Sri Lanka Savings Bank
- Industry: Bank
- Founded: 2006
- Headquarters: Sri Lanka
- Subsidiaries: National Savings Bank

= Sri Lanka Savings Bank =

Sri Lankan licensed specialised bank

Sri Lanka Savings Bank Limited is a Sri Lankan licensed specialised bank. It is a subsidiary of the parent organisation National Savings Bank.

== Corporate history ==
The Sri Lanka Savings Bank was established in July 2006 as a private limited company under the Banking Act No. 30 of 1988. It was incorporated under the provisions of the Companies Act.

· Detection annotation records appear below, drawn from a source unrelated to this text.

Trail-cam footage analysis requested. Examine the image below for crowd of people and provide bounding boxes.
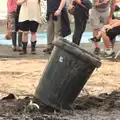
[7,0,120,57]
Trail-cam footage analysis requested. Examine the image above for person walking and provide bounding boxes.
[72,0,92,45]
[17,0,41,55]
[89,0,116,55]
[43,0,69,54]
[7,0,17,51]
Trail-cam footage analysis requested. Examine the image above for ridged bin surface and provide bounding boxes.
[35,39,101,109]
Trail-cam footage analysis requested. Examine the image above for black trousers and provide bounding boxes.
[72,5,89,45]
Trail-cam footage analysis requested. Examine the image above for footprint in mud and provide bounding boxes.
[0,71,24,75]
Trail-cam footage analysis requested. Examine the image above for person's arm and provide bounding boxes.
[93,0,107,7]
[54,0,66,16]
[17,0,27,5]
[108,0,116,23]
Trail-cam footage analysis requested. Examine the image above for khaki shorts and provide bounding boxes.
[7,12,16,32]
[89,8,110,29]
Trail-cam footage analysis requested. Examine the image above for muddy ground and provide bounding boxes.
[0,52,120,120]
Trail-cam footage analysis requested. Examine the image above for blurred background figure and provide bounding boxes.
[17,0,41,55]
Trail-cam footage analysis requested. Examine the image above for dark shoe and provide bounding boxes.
[20,42,28,55]
[17,47,22,52]
[20,50,27,55]
[12,46,17,51]
[31,49,36,55]
[93,48,100,55]
[43,47,53,54]
[31,41,36,54]
[89,37,101,42]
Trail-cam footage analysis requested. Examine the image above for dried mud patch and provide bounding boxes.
[0,91,120,120]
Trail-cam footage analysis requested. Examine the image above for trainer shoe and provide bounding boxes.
[93,48,100,55]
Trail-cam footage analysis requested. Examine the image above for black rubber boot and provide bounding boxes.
[11,32,17,51]
[31,41,36,54]
[20,42,28,55]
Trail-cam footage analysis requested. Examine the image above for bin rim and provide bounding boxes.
[52,37,102,68]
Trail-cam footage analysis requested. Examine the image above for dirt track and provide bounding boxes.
[0,57,120,120]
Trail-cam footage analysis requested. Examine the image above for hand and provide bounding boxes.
[54,9,61,16]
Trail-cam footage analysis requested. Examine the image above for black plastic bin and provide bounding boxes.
[35,38,101,109]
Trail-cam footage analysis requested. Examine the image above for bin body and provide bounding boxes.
[35,38,99,109]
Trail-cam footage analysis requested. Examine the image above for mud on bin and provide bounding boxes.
[34,38,101,109]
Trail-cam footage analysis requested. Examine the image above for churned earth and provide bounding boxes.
[0,46,120,120]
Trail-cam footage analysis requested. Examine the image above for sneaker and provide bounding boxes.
[20,50,27,55]
[89,37,101,42]
[43,47,53,54]
[31,49,36,55]
[93,48,100,55]
[17,47,22,52]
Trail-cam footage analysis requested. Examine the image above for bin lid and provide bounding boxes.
[53,37,101,68]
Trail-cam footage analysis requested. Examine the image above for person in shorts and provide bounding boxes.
[102,20,120,58]
[17,0,41,55]
[90,0,116,55]
[7,0,17,51]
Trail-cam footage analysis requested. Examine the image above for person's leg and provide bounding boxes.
[43,14,54,53]
[8,12,17,51]
[89,8,101,55]
[72,6,88,45]
[30,21,39,54]
[102,26,120,57]
[20,21,29,55]
[18,31,22,51]
[53,15,62,40]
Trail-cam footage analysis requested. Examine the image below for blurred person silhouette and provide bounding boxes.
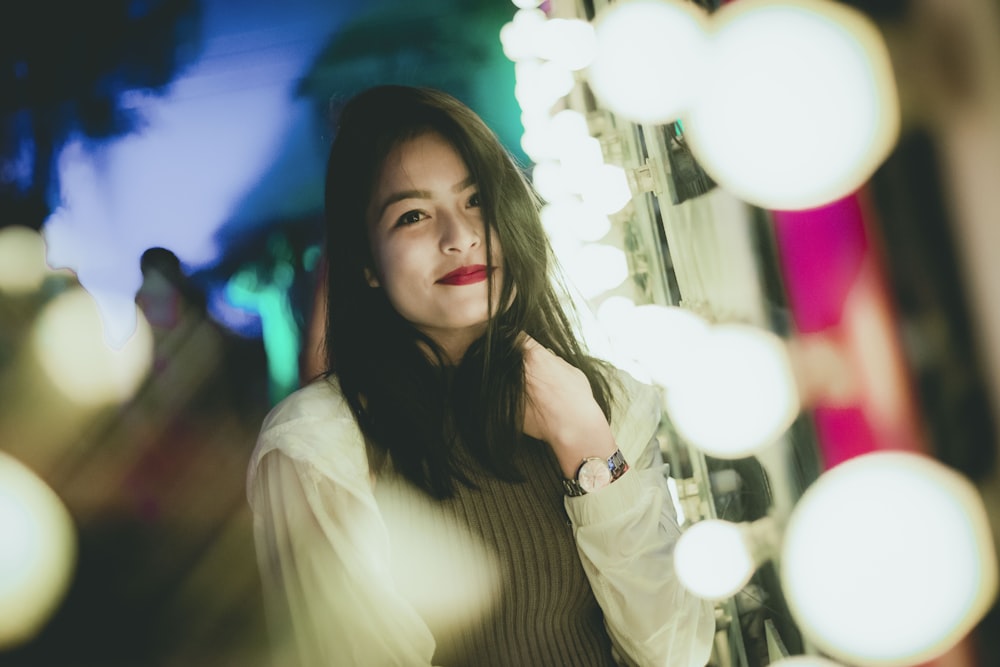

The bank obtained license to operate as a specialised bank from the Central Bank of Sri Lanka.

In October 2019, the National Savings Bank confirmed that it had officially taken over the Sri Lanka Savings Bank as a fully owned subsidiary. In March 2021, the ICRA Lanka Limited reaffirmed the credit rating of Sri Lanka Savings Bank to BBB− with immediate effect.

Sri Lanka Savings Bank generated a profit after tax amounting to Rs. 445 million for the financial year ending 31 December 2022. The bank recorded a significant increase in profit after tax by 74 percent from the previous financial year. The bank reported a profit after tax of Rs. 255 million for the financial year ending 31 December 2021.

In 2023, Dushayanta Basnayake was appointed as the chairman of the Sri Lanka Savings Bank. In 2023, according to a report by the Daily FT, Sarvodaya Development Finance had reportedly expressed keen interest in acquiring Sri Lanka Savings Bank, as the latter was deemed to be struggling with operational inefficiencies and financial instability. However, the reports about the potential acquisition of Sri Lanka Savings Bank by Sarvodaya Development Finance were brushed off by the Sri Lankan Savings Bank.